Embora Sartre reconhecesse e condenasse os massacres nos campos de concentração stalinistas, dizia que a única esperança dos pobres e o único caminho para mudar a ordem social era apoiar Stalin e o marxismo. Seu argumento tinha uma lógica: tratava-se de uma escolha entre o comunismo e o capitalismo. Não existia outra alternativa, ou melhor, qualquer outra alternativa se resumia, no fundo, a fazer esta escolha fundamental. Para Sartre, todo intelectual que ignorasse esta contradição que para ele era essencial era, na melhor das hipóteses um "inocente útil" que fazia o jogo do imperialismo. Dentro da sua visão de mundo, Sartre achava que o totalitarismo soviético era "um mal necessário" para fazer frente ao perverso capitalismo que condenava a maioria da humanidade à pobreza, a ignorância e à fome. Nestes contexto não havia neutralidade possível.
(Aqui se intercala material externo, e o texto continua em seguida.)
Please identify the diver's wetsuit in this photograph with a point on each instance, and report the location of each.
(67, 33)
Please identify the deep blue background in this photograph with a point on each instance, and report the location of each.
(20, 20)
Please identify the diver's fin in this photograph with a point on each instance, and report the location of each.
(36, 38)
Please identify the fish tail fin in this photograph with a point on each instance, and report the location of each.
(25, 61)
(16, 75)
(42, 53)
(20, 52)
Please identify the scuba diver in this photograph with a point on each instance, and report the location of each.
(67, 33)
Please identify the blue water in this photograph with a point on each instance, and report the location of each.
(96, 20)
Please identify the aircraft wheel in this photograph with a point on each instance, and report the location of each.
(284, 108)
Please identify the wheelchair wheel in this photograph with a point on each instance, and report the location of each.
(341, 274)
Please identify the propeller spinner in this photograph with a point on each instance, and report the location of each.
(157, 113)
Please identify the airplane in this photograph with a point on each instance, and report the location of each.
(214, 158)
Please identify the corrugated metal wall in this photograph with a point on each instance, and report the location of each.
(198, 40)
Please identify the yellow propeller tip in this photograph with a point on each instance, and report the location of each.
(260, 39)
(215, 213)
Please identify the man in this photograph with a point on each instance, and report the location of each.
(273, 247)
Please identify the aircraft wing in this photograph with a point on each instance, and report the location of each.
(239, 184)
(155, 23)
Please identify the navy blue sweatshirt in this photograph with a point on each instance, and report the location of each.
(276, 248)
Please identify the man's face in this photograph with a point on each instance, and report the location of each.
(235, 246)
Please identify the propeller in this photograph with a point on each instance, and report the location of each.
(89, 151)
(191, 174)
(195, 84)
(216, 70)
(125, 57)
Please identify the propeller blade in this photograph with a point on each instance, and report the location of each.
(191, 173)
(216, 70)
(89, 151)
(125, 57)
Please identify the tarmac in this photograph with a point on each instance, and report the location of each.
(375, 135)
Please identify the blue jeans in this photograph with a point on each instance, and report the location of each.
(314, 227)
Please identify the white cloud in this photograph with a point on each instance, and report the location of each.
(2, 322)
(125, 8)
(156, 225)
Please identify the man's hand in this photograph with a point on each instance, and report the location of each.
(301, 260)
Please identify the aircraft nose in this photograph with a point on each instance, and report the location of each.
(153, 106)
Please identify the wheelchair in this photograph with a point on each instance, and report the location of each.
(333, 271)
Camus enxergava o mundo de outra forma. Para ele, os fins não justificavam os meios. O terror de Stalin não era melhor que a barbárie de Hitler ou do sistema capitalista. Não existe uma ditadura boa e outra má. O terror, seja ele de direita ou de esquerda só nos leva a produzir monstros e monstruosidades como foram Hitler e Stálin. 

Mas o que têm a ver os taxistas, os intelectuais brasileiros que apoiam lula e o PT esta polêmica entre Camus e Sartre? 

Em todas estas situações estamos vendo um embate entre as velhas ideias, o mundo do século passado, e as novas ideias, o mundo do século XXI. 

Os taxistas querem defender o monopólio da prestação de um serviço que já encontrou novas formas de ser prestado. Sartre e nossos intelectuais estão presos a uma visão dual e maniqueísta de mundo. Para eles o mundo se resume a uma divisão entre esquerda e direita, entre quem é a favor ou contra o PT. A complexidade e a diversidade da vida atrapalham sua lógica. Eles precisam, permanentemente, criar inimigos reais (como o capitalismo) ou imaginários (como o golpe), para justificar o injustificável, para defender o indefensável.  

Como nos lembra a economista e escritora Eliana Cardoso, "Durante décadas, os intelectuais de esquerda negaram os crimes assustadores de Stálin na Rússia e de Mao na China. Hoje pensam que podem esconder a corrupção por trás de palavras de ordem repetidas em manifestações organizadas por sindicatos e pela militância petista. Não podem.

A mudança depende dos 70% que se declaram em oposição ao governo, a favor do impeachment da presidente e da continuidade das investigações. Presos os bandidos, talvez haja a possibilidade de renovação da política brasileira. Torço para que nossa convicção cívica nos mantenha acima da propaganda disseminada tanto por gente bem-intencionada quanto pelos bandidos que se pretendem acima da lei".



Modismos são passageiros. São coisas que o tempo leva. As transformações que estamos falando são de outro tipo. São transformações profundas, que vieram para ficar. Vivemos um tempo de travessia. Nestas horas é só uma questão de tempo. O novo sempre vem.